How LicenseLynx Works

LicenseLynx turns many license names into deterministic canonical identifiers.

It collects names from external sources, stores them as small JSON files, and merges them into the lookup data used by the libraries and the public JSON endpoint.

Canonical Identifiers

LicenseLynx goes through the license lists of SPDX, ScanCode LicenseDB, and OSI and tries to map the licenses with the SPDX ID, using it as the canonical name. If a license is not in the SPDX license list, then the key of ScanCode LicenseDB will be used as the canonical name. The license list of OSI is mainly there to enrich the existing data.

Source Files

Each license is saved as a JSON file. This makes editing single licenses much easier and mitigates the risk of editing unaffected licenses. Also, using JSON files means that there is no need to maintain a database system, making it more open to edits and more accessible to use.

Organization-specific mappings use the same structure, but live under data/orgs/<org>/.

Build Output

Before the JSON files are pushed to the main branch, they are validated for filename consistency, alias uniqueness, source correctness, version consistency, and organization-specific constraints. See Data Validation for the full list.

During the build pipeline, all individual files are merged into a single merged_data.json that separates aliases into:

  • a stable map
  • a risky map
  • any organization-specific maps

For the source-specific update scripts that populate the data before this merge step, see Automated Data Retrieval.

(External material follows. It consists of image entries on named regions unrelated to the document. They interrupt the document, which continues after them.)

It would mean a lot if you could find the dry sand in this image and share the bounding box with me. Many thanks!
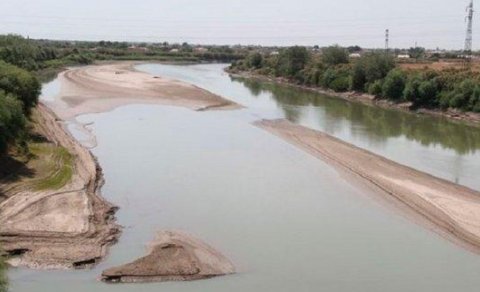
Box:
[0,104,120,268]
[255,120,480,251]
[102,231,235,283]
[47,62,240,120]
[0,62,240,270]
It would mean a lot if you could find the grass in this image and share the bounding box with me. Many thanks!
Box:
[29,143,73,191]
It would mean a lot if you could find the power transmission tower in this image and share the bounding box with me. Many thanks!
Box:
[385,28,390,54]
[464,0,473,63]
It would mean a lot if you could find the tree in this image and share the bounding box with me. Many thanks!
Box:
[322,46,348,66]
[0,92,26,154]
[408,47,425,60]
[247,52,263,69]
[0,61,41,113]
[276,46,310,77]
[351,53,395,91]
[382,69,406,100]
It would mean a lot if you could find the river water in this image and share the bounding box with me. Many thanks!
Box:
[9,64,480,292]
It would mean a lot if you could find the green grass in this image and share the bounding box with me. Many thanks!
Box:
[30,144,74,191]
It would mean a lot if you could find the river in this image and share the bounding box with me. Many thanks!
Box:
[9,64,480,292]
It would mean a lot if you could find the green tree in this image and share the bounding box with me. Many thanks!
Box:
[0,91,26,154]
[322,46,348,66]
[276,46,310,77]
[352,53,395,91]
[382,69,406,100]
[0,61,41,113]
[408,47,425,60]
[247,52,263,69]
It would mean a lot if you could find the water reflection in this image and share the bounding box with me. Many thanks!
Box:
[231,77,480,155]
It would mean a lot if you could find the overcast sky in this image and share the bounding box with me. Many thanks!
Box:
[0,0,480,49]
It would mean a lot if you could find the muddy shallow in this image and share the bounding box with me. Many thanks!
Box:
[10,65,480,292]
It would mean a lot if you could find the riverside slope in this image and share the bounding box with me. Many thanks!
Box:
[0,104,120,269]
[47,62,241,120]
[255,120,480,252]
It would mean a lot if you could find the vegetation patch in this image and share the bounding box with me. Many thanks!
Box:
[30,144,74,191]
[0,255,8,292]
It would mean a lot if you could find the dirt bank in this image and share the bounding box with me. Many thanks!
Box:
[227,71,480,127]
[102,231,235,283]
[255,120,480,251]
[0,104,119,268]
[48,62,240,120]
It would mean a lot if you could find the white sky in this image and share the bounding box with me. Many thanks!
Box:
[0,0,480,49]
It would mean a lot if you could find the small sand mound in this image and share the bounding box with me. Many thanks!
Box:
[102,231,235,283]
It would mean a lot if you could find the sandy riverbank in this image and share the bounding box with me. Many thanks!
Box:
[255,120,480,251]
[48,62,240,120]
[227,71,480,127]
[0,104,120,268]
[102,231,235,283]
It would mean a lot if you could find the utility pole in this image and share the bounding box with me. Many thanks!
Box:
[464,0,473,64]
[385,28,390,54]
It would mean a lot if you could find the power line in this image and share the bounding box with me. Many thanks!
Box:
[465,0,473,54]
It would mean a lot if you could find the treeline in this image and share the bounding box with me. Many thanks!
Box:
[230,46,480,112]
[0,60,41,155]
[0,35,245,71]
[0,35,246,155]
[0,36,43,155]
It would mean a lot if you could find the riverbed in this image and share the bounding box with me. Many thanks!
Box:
[10,64,480,292]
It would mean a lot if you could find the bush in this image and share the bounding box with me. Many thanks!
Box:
[0,61,41,113]
[0,92,26,154]
[247,52,263,69]
[275,46,310,77]
[322,46,348,66]
[330,76,350,92]
[382,69,406,101]
[352,53,395,91]
[368,80,383,96]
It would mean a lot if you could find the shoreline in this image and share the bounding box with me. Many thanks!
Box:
[254,120,480,252]
[0,103,120,269]
[230,70,480,127]
[0,62,241,269]
[45,62,242,120]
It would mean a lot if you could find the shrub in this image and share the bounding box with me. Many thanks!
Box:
[0,92,26,154]
[368,80,383,96]
[0,61,41,113]
[382,69,406,101]
[322,46,348,66]
[330,76,350,92]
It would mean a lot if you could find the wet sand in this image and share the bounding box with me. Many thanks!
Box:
[255,120,480,250]
[0,104,120,269]
[47,62,240,120]
[102,231,235,283]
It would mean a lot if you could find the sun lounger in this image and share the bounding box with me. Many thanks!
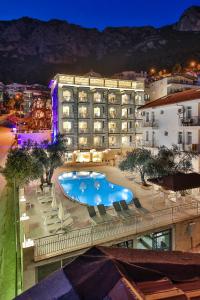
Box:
[87,206,97,218]
[97,204,106,216]
[113,201,122,213]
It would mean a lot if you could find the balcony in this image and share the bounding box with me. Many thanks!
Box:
[180,116,200,126]
[63,128,73,134]
[142,120,158,128]
[78,128,89,133]
[78,113,89,119]
[178,143,200,153]
[142,140,159,148]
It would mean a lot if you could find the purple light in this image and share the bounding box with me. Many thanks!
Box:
[52,84,58,142]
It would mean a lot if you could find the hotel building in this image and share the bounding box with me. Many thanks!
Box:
[50,74,144,160]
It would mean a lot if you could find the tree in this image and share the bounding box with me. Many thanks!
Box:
[119,148,157,185]
[155,145,197,176]
[1,148,41,187]
[31,134,67,187]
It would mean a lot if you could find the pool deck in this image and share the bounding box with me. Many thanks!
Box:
[25,165,187,239]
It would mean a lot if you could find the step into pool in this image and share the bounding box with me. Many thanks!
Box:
[58,171,134,206]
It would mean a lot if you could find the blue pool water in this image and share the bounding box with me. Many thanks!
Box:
[58,171,134,206]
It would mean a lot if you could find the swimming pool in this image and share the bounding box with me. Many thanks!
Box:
[58,171,134,206]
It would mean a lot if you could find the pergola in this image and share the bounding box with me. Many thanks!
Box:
[148,173,200,206]
[148,173,200,192]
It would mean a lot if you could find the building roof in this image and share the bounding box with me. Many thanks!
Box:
[16,247,200,300]
[148,173,200,192]
[139,88,200,109]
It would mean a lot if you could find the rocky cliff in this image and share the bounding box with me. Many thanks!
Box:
[0,7,200,83]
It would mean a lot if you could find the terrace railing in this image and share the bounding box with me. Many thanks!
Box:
[34,201,200,261]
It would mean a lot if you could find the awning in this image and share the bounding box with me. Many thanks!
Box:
[148,173,200,192]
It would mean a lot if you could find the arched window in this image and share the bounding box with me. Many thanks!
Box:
[122,94,130,104]
[78,91,87,102]
[108,93,116,103]
[63,90,72,101]
[94,92,102,102]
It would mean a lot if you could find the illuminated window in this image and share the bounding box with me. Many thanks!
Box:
[63,105,70,117]
[79,136,87,146]
[109,136,117,146]
[109,107,117,118]
[108,122,117,132]
[78,106,87,118]
[108,93,116,103]
[63,90,72,101]
[63,121,72,132]
[94,107,101,118]
[94,121,102,131]
[78,91,87,102]
[78,122,87,132]
[94,92,102,102]
[122,108,128,118]
[122,136,129,145]
[122,94,130,104]
[122,122,128,131]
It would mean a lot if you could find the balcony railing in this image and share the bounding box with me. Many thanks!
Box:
[34,201,200,261]
[178,142,200,153]
[142,141,158,148]
[142,120,158,128]
[180,116,200,126]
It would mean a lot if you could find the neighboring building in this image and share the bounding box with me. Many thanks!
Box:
[139,89,200,172]
[51,74,144,161]
[146,75,200,101]
[16,247,200,300]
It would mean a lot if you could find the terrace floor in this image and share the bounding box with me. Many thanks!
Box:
[25,165,200,239]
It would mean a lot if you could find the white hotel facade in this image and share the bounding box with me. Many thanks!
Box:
[50,74,144,161]
[139,89,200,172]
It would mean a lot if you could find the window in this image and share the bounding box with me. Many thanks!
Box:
[79,137,87,146]
[109,136,117,146]
[63,90,72,101]
[78,106,87,118]
[94,136,101,146]
[66,137,72,146]
[78,121,87,132]
[122,108,128,118]
[122,122,128,131]
[122,136,129,145]
[187,132,192,145]
[94,121,103,131]
[109,107,117,118]
[78,91,87,102]
[94,107,101,118]
[108,93,116,103]
[63,121,72,133]
[63,105,70,117]
[146,112,149,122]
[145,131,149,142]
[186,106,192,119]
[108,122,117,132]
[94,92,102,102]
[122,94,130,104]
[178,131,183,144]
[152,229,172,251]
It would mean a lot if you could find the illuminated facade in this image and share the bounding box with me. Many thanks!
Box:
[50,74,144,151]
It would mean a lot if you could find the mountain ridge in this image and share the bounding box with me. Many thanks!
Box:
[0,6,200,84]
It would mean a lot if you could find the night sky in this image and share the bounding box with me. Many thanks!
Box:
[0,0,200,29]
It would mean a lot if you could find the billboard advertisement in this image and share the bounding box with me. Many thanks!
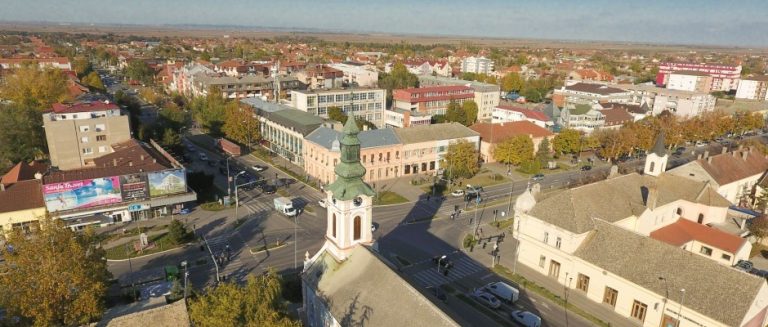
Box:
[147,169,187,197]
[120,173,149,201]
[43,176,123,212]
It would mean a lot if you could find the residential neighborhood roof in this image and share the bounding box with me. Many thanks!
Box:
[496,105,551,121]
[469,120,554,143]
[574,219,766,326]
[651,217,747,253]
[302,246,458,327]
[565,83,627,95]
[304,126,400,149]
[529,173,730,234]
[394,123,480,144]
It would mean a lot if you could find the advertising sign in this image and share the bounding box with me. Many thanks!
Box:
[43,176,123,212]
[147,169,187,197]
[120,174,149,201]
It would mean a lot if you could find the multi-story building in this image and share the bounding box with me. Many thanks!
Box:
[552,83,629,107]
[291,88,387,127]
[510,138,768,327]
[419,75,501,121]
[384,108,432,128]
[621,85,716,117]
[461,57,493,75]
[241,98,324,166]
[304,123,480,183]
[656,62,741,92]
[392,85,475,115]
[328,62,379,87]
[667,70,713,93]
[42,139,197,230]
[736,75,768,101]
[43,101,131,170]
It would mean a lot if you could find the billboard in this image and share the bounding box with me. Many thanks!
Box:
[147,169,187,197]
[43,176,123,212]
[120,173,149,201]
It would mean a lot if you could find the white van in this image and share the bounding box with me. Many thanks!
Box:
[483,282,520,303]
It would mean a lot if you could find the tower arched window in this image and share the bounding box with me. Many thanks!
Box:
[352,216,362,241]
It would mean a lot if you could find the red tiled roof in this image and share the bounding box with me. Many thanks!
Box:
[469,120,554,143]
[496,106,550,121]
[51,101,120,114]
[651,217,747,253]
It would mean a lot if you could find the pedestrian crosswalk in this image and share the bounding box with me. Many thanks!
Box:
[413,257,484,287]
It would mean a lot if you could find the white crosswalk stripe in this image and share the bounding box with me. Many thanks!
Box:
[413,258,483,286]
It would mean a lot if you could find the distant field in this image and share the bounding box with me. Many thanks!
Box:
[0,22,768,53]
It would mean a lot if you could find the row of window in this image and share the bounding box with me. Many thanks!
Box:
[539,255,648,322]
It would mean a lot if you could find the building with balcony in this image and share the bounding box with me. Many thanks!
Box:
[43,101,131,170]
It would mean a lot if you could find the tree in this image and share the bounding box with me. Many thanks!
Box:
[0,64,69,110]
[461,100,478,126]
[493,135,533,165]
[441,140,480,178]
[0,103,46,167]
[501,73,525,92]
[747,216,768,243]
[0,217,111,326]
[223,103,261,146]
[189,270,301,327]
[552,128,581,154]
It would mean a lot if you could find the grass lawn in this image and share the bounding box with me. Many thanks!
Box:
[373,191,408,205]
[106,233,188,260]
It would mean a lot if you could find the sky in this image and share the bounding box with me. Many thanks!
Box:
[0,0,768,47]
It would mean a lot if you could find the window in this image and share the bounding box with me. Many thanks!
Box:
[632,300,648,321]
[576,274,589,293]
[603,286,619,308]
[352,216,361,241]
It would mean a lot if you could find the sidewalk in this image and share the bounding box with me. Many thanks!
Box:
[463,229,639,327]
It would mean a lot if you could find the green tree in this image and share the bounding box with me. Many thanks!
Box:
[189,270,301,327]
[441,140,480,179]
[493,135,533,165]
[461,100,478,126]
[0,64,69,110]
[0,217,111,326]
[552,128,581,154]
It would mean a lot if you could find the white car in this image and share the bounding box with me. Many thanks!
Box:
[509,310,541,327]
[472,290,501,309]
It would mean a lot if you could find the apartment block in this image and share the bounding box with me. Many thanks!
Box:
[43,101,131,170]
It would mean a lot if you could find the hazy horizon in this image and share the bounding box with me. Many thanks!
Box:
[0,0,768,47]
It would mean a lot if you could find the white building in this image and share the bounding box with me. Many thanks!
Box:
[736,75,768,101]
[461,57,493,75]
[328,63,379,87]
[619,85,716,117]
[514,138,768,327]
[419,75,501,121]
[291,88,387,127]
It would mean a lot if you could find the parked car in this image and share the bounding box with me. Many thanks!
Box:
[251,165,267,172]
[472,290,501,309]
[509,310,541,327]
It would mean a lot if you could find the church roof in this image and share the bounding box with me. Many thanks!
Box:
[302,246,459,327]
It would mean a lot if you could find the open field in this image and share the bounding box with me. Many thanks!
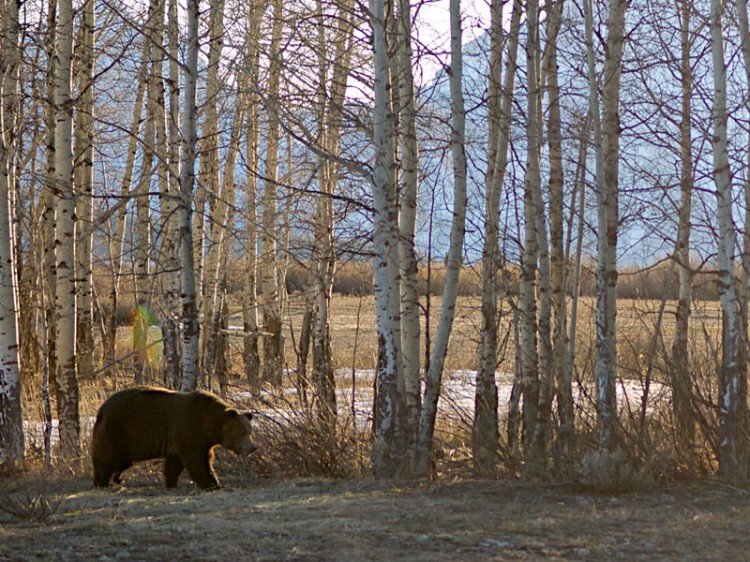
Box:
[0,290,736,562]
[0,476,750,562]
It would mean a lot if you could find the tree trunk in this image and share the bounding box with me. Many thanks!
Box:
[537,0,575,470]
[260,0,284,387]
[472,0,523,474]
[195,0,226,389]
[55,0,80,459]
[242,2,263,390]
[161,0,180,388]
[370,0,403,478]
[415,0,467,477]
[672,2,695,463]
[0,1,24,471]
[587,0,627,451]
[73,0,96,377]
[179,0,200,391]
[710,0,747,484]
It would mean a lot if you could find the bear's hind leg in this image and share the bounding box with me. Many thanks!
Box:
[182,450,221,490]
[164,455,185,488]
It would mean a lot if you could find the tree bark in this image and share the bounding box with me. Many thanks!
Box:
[55,0,80,459]
[0,0,24,471]
[415,0,467,477]
[472,0,523,474]
[259,0,284,387]
[710,0,747,484]
[179,0,200,391]
[73,0,96,377]
[672,2,695,463]
[370,0,403,478]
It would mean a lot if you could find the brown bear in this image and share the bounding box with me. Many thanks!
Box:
[92,386,256,490]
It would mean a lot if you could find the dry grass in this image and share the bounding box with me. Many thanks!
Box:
[0,479,750,562]
[5,297,750,562]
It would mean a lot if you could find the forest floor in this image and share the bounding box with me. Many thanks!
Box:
[0,471,750,562]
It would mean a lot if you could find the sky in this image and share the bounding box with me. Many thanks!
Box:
[413,0,490,84]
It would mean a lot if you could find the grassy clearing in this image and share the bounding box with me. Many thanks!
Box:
[0,479,750,562]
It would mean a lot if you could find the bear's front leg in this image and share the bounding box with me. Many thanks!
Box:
[182,450,221,490]
[164,455,185,488]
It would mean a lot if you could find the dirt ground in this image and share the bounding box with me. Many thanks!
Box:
[0,470,750,562]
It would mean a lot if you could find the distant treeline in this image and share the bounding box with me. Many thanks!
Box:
[286,262,719,301]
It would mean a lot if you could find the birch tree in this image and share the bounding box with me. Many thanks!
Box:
[518,1,543,472]
[587,0,628,451]
[537,0,568,464]
[0,0,24,469]
[472,0,523,473]
[73,0,96,377]
[415,0,467,476]
[370,0,403,478]
[54,0,80,458]
[259,0,284,387]
[242,0,265,390]
[162,0,182,388]
[672,2,695,464]
[194,0,226,380]
[395,0,421,472]
[179,0,200,391]
[710,0,746,483]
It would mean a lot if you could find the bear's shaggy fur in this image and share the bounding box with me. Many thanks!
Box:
[92,386,255,490]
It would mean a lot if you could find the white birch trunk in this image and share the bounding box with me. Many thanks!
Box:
[55,0,80,452]
[104,28,151,363]
[195,0,225,389]
[538,1,567,464]
[162,0,181,388]
[179,0,200,391]
[242,2,264,390]
[0,0,24,471]
[395,0,421,472]
[260,0,284,387]
[415,0,467,476]
[73,0,96,377]
[370,0,403,478]
[710,0,746,483]
[518,1,541,473]
[472,0,523,473]
[471,0,510,475]
[672,2,696,463]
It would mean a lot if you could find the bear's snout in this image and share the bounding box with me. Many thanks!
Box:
[231,440,258,457]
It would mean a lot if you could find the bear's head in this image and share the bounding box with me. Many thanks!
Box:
[221,410,257,456]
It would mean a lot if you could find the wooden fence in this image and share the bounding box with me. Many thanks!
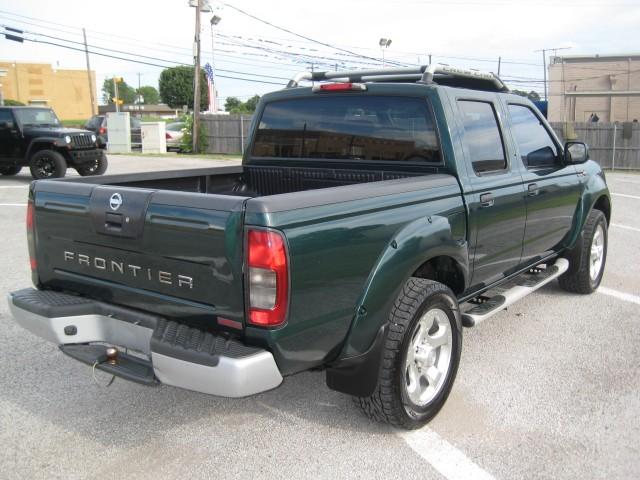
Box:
[200,115,252,154]
[201,115,640,170]
[551,122,640,170]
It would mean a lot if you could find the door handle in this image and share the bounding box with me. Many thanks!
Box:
[480,192,495,208]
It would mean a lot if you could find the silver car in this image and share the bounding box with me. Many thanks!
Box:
[165,122,185,152]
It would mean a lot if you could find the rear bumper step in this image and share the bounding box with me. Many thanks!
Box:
[8,289,282,398]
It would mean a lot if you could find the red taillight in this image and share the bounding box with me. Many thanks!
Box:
[27,202,33,233]
[27,200,37,272]
[312,82,367,92]
[247,230,289,327]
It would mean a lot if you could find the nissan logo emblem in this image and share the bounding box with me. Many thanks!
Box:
[109,193,122,211]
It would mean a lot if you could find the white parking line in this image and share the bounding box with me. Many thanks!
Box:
[596,287,640,305]
[611,223,640,232]
[396,427,495,480]
[611,193,640,200]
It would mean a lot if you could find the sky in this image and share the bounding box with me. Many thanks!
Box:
[0,0,640,107]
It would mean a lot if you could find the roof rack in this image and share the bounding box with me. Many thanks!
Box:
[287,65,509,92]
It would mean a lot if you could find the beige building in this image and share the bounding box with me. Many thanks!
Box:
[548,54,640,122]
[0,61,96,120]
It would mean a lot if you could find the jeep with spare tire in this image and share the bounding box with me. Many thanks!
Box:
[0,107,107,180]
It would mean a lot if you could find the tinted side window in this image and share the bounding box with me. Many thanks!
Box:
[458,100,507,173]
[0,110,13,128]
[509,105,558,168]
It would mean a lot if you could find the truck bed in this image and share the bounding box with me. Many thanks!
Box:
[32,161,452,334]
[60,165,437,198]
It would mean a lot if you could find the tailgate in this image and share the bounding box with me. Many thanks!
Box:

All licenses are stored in single JSON files within the data folder. For example:

{
  "canonical": {
    "id": "LGPL-2.0-only",
    "src": "spdx"
  },
  "aliases": {
    "spdx": [
      "GNU Library General Public License v2 only",
      "LGPL-2.0"
    ],
    "custom": [],
    "scancodeLicensedb": [
      "GNU Library General Public License 2.0",
      "LicenseRef-LGPL-2",
      "LGPL 2.0",
      "LicenseRef-LGPL-2.0",
      "lgpl-2.0"
    ]
  },
  "rejected": [],
  "risky": []
}

For the full field reference and merged format, see the Data Specification.